O roteiro metodológico configura uma operação pedagógica que os autores

apresentam a partir das seguintes categorias: 1°) Organização geral; 2°) Escolha das matérias;

3°) Ordem; 4°) Procedimentos de ensino.

Os autores fazem uma defesa vigorosa de uma renovação dos métodos de ensino e nos

livros escolares. Para eles, não seria suficiente a constituição de uma teoria da pedagogia

histórica. Para a mudança no ensino seria preciso renovar o material e os procedimentos.

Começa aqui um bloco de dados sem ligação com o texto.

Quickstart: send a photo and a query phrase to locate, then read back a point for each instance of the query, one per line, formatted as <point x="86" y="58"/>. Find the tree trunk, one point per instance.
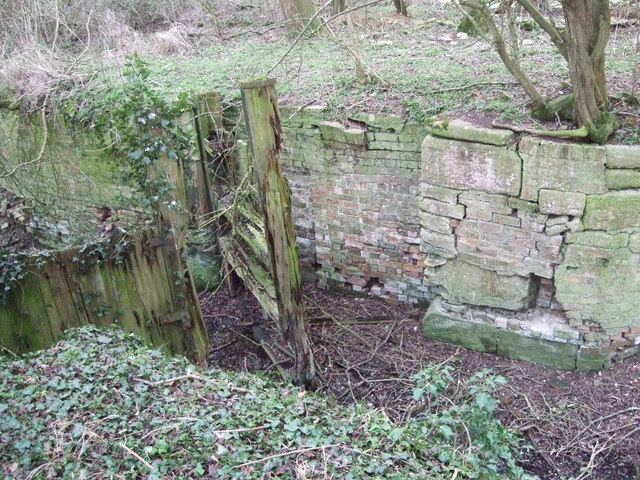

Criticam os métodos tradicionais, baseados na oralidade do professor: “O professor de história

reduzido à palavra e ao quadro de giz, os livros escolares com apenas quadros cronológicos, se

encontra na condição de um professor de latim sem textos nem dicionário.” Sobre o ensino

secundário, consideram que ao fim do século, nascia uma pedagogia da história no ensino

secundário francês, antes submetido à censura do Segundo Império. Uma pedagogia que

recebeu consagração oficial nas Instruções do programa de 1890.

Portanto, a preocupação com a prática historiográfica foi acompanhada pelo interesse

em orientar uma renovação da prática pedagógica no ensino de História.

Conclusões Este estudou visou a contribuir para o (re)conhecimento de um intelectual, professor e

historiador, que, na pluralidade de sua inserção acadêmica e socioprofissional, distinguiu-se

pelo interesse no seu campo específico: a história e seu ensino. Sua contribuição

metodológica não se restringiu à oficina do historiador, portanto. Seus trabalhos expressam

preocupação com os aspectos didáticos no ensino de História, a partir de uma conexão entre a

metodologia do ensino e da pesquisa em História. De sua experiência social no magistério e

na pesquisa, institui saberes e participa da construção de uma história escolar.

Nesse tempo de revisões e releituras, este trabalho sugere um novo olhar, não só para a

história metódica que simbolizou, mas por suas intervenções na especificidade da história como

matéria de ensino. Uma reflexão que indica a necessidade de uma permanente interrogação sobre

os passados que, sempre revisitados, nos fornecem novos elementos para pensar a complexidade

dos processos sociohistóricos, o ensino e as ações dos seus diferentes agentes.